Portion Control

January 11th, 2009

Oh what a food orgy the holidays were! And I loved every minute of it – from Kristen’s Christmas Eve Short Ribs of Beef, to Jeff’s Christmas Baby back ribs seasoned three ways and smoked slowly all day, to our New Years Day meal with friends. We have been gathering for New Years with our motorcycle “gang” ( or should I say over the hill gang) for a long time. The menu has become a tradition and each of us has a speciality. We have slow roasted fall apart pork roast, sweet potato casserole, black-eyed peas, turnip greens and Rosa’s corn bread, which is redolent of buttermilk, butter AND oil. But this post is supposed to be about restraint! I’m trying, I’m trying . . . I don’t believe in diets anymore. What works for me is portion control. OK, I was in the library the other day and ran across “The Biggest Loser Family Cookbook”, so the chicken recipe came from this obvious diet cookbook. But what I liked about it was that it was full of flavor and in order to get the 4 oz. chicken breast it called for, I had to cut the standard breasts I got from the grocery store in half. With this I served jasmine rice cooked according to package directions but with the addition of orange zest to complement the chicken. And to be sure we were eating the right portions, I put the rice in individual 1/2 cup molds, kept them warm in the oven and unmolded on the plates when dinner was ready. From The Barefoot Contessa ( does she ever fail to deliver?) I made Broccoli Rabe with garlic. If you don’t like bitter greens I’m sure you could substitute broccolini. It was a satisfying meal and I felt righteous in my restraint even as I scoured the pantry for chocolate. Just a small piece.


3 Tbls frozen orange juice concentrate (thawed)
3 Tbls lower-sodium soy sauce
1 Tbls freshly minced garlic
1 Tbls hot sesame oil
1 tsp chili garlic sauce or chili paste
3/4 cup canned unsweetened mandarin oranges in juice
6 4oz. trimmed boneless, skinless breasts

In a large, resealable plastic bag or container, mix the juice concentrate, soy sauce, garlic, oil and chili sauce or chili paste. Gently stir in the oranges and their juice. Add the chicken, submerging it in marinade. Seal the bag or container and marinate in the refrigerator at least 6 hours or overnight, rotating once or twice.

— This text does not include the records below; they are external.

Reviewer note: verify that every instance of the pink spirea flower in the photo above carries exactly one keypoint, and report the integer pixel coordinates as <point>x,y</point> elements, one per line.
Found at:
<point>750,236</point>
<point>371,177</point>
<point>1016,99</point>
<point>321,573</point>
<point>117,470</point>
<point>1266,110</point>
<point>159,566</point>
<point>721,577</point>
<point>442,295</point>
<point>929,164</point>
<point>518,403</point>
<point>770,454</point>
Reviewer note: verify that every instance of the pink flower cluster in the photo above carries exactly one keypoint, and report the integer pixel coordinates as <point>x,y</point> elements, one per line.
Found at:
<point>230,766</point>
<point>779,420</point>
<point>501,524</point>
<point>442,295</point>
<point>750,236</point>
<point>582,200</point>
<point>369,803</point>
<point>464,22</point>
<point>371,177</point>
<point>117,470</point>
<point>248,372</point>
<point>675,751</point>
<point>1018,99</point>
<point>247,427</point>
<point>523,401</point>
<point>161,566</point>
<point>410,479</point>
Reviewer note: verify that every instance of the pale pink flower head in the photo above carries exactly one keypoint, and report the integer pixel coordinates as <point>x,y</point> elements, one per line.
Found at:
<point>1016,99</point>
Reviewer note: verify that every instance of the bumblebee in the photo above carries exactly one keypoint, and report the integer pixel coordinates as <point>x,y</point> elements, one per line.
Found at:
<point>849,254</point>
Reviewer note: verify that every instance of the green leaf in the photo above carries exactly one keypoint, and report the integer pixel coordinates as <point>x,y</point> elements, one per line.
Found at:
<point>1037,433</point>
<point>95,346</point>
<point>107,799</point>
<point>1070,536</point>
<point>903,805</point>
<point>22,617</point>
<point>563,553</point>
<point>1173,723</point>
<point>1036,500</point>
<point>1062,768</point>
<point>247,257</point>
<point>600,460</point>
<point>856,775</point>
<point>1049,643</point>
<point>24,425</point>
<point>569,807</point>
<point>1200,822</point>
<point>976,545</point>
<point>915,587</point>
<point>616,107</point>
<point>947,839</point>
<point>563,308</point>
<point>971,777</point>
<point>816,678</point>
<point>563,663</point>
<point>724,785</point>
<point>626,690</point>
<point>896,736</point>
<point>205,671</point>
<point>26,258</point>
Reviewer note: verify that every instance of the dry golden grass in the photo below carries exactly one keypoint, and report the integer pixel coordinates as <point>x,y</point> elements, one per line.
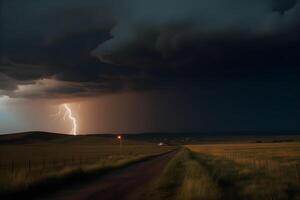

Preheat the oven to 400 degrees. Transfer the chicken to an 11″ x 7″ glass baking or casserole dish (or the equivalent) in a single layer and pour the remaining marinade on top. Cover the dish with foil and bake for 25 to 30 minutes, or until the chicken is no longer pink inside.


2 bunches broccoli rabe
3 Tbls good olive oil
6 large garlic cloves sliced
1/2 tsp crushed red pepper flakes
2 tsp kosher salt
1/2 tsp freshly ground black pepper

Cut off and discard the tough ends of the broccoli rabe and cut the rest of it into 2 inch pieces. Place the broccoli in a colander and rinse. Drain well.
Heat the olive oil in a large pot. Add the garlic and cook over low heat, stirring occasionally, for 4 to 6 minutes, until golden brown. Remove the garlic with a slotted spoon, and set aside.
Add the broccoli to the hot oil. Add the red pepper flakes, salt and pepper and cook covered over medium to low heat for 5 to 10 minutes, turning occasionally with tongs, until the stalks are tender but still al dente. Add the reserved garlic, check the seasonings, and serve hot.